* vs +

Discussion of chess software programming and technical issues.

Moderators: hgm, Rebel, chrisw

User avatar
stegemma
Posts: 859
Joined: Mon Aug 10, 2009 10:05 pm
Location: Italy
Full name: Stefano Gemma

* vs +

Post by stegemma »

Anybody has try the idea to multiply parameters instead of add? The idea is to use parameters as a probability to win, when some feature occurs. For sample, if I find that having a passed pawn lead to victory in 110% of the times, the value of the position can be multiply by 1.10. If I have a doubled pawn (and maybe some other event occurs) I can multiply positional value by 0.95 and so on. This maybe could give a bigger interrelation between parameters than just adding them.

I would like to try this on the next version of satana, using the random move generator to collect statistics... but I'm afraid that surely dott. Hyatt have already try in '60 before I was born ;)
User avatar
hgm
Posts: 27788
Joined: Fri Mar 10, 2006 10:06 am
Location: Amsterdam
Full name: H G Muller

Re: * vs +

Post by hgm »

Well, multiplying numbers is equivalent adding their logarithms. So it isn't really different. You just have to apply some logarithmic (i.e. saturating) correction to the evaluation.

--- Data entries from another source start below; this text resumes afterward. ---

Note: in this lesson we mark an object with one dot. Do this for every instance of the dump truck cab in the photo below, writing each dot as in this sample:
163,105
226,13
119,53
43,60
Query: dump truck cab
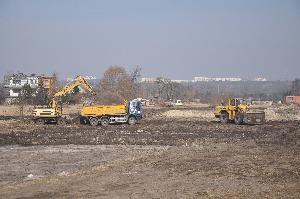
238,110
129,112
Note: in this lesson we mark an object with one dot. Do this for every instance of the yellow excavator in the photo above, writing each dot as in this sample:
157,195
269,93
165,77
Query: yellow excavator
238,110
53,112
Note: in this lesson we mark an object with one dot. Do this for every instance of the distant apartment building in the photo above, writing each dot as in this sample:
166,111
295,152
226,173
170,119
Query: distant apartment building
15,82
260,79
181,80
217,79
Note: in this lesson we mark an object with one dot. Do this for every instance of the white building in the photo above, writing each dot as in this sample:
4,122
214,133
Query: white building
149,79
15,82
217,79
260,79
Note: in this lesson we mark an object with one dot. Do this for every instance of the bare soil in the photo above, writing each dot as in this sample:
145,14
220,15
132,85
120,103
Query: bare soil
161,157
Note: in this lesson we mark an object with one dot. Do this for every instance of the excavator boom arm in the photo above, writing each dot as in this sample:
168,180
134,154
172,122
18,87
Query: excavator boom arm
69,88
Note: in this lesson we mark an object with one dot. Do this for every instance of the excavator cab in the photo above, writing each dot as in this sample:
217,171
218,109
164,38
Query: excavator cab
238,111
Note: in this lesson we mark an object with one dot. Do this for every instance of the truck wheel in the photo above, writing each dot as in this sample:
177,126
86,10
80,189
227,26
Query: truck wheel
238,119
224,118
105,121
93,121
61,121
131,120
40,121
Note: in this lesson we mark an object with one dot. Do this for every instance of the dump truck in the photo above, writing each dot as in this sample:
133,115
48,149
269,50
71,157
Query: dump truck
239,111
53,112
129,112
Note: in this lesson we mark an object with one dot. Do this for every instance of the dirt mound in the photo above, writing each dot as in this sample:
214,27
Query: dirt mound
190,114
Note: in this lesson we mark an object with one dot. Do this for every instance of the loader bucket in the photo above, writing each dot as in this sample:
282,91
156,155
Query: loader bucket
255,118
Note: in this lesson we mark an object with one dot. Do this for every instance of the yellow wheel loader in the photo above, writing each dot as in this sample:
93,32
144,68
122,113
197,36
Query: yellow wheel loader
238,111
53,112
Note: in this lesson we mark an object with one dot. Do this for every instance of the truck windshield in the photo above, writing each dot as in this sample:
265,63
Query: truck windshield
138,106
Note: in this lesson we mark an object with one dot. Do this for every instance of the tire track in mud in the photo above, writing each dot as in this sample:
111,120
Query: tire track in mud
153,132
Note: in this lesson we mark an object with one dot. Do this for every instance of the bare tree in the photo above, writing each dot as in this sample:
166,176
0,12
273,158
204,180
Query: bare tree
296,87
2,93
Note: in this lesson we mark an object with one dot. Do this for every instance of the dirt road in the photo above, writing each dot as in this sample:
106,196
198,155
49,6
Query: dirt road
158,158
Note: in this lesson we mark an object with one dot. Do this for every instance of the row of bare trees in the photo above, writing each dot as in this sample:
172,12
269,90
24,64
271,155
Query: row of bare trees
117,85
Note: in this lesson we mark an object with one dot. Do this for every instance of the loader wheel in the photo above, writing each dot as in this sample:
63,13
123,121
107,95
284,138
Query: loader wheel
61,121
131,120
39,121
105,121
93,121
238,119
224,118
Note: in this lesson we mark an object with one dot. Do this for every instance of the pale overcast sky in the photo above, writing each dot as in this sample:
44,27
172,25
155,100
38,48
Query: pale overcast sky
178,39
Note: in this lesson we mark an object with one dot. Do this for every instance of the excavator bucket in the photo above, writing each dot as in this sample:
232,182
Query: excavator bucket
255,118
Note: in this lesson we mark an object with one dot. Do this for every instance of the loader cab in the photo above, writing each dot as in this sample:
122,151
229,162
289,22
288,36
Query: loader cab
237,101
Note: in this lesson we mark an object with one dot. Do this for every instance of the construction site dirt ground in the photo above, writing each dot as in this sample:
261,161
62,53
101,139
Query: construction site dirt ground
175,154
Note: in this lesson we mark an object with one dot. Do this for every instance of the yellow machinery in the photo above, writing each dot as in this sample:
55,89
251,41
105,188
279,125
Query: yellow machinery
238,110
53,113
129,112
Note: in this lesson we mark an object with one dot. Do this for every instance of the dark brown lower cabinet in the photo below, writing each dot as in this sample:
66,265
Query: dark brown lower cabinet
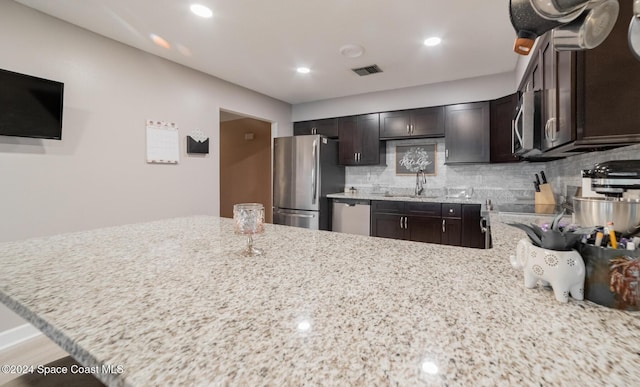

Not that it matters very much, though, as any monotonous mapping of the scores will eventually give the same search. It only matters if you compare scores that have a different mapping. Or apply a fixed additive delayed-loss bonus to them. This actually makes some silly behavior (like sacrificing a Rook on ply 1 to avoid the loss of a Queen on ply 20) go away.
User avatar
hgm
Posts: 27788
Joined: Fri Mar 10, 2006 10:06 am
Location: Amsterdam
Full name: H G Muller

Re: * vs +

Post by hgm »

Well, multiplying numbers is equivalent adding their logarithms. So it isn't really different. You just have to apply some logarithmic (i.e. saturating) correction to the evaluation.

Not that it matters very much, though, as any monotonous mapping of the scores will eventually give the same search. It only matters if you compare scores that have a different mapping. Or apply a fixed additive delayed-loss bonus to them. This actually makes some silly behavior (like sacrificing a Rook on ply 1 to avoid the loss of a Queen on ply 20) go away.
mvk
Posts: 589
Joined: Tue Jun 04, 2013 10:15 pm

Re: * vs +

Post by mvk »

stegemma wrote:Anybody has try the idea to multiply parameters instead of add?
Multiplication is the same as adding the logarithms, so I think it only changes the scale of representation and not the relative ordering of positions. Unless you want to mix the operators. In a way we are already comparing probabilities, except that we silently map them onto a piece value scale using the (inverse of the) logistic function. In the range where games get won or lost (say, -2p to +2p), this mapping is almost linear. Outside that range it really doesn't matter what you do.
[Account deleted]
User avatar
stegemma
Posts: 859
Joined: Mon Aug 10, 2009 10:05 pm
Location: Italy
Full name: Stefano Gemma

Re: * vs +

Post by stegemma »

hgm wrote:Well, multiplying numbers is equivalent adding their logarithms. So it isn't really different. You just have to apply some logarithmic (i.e. saturating) correction to the evaluation.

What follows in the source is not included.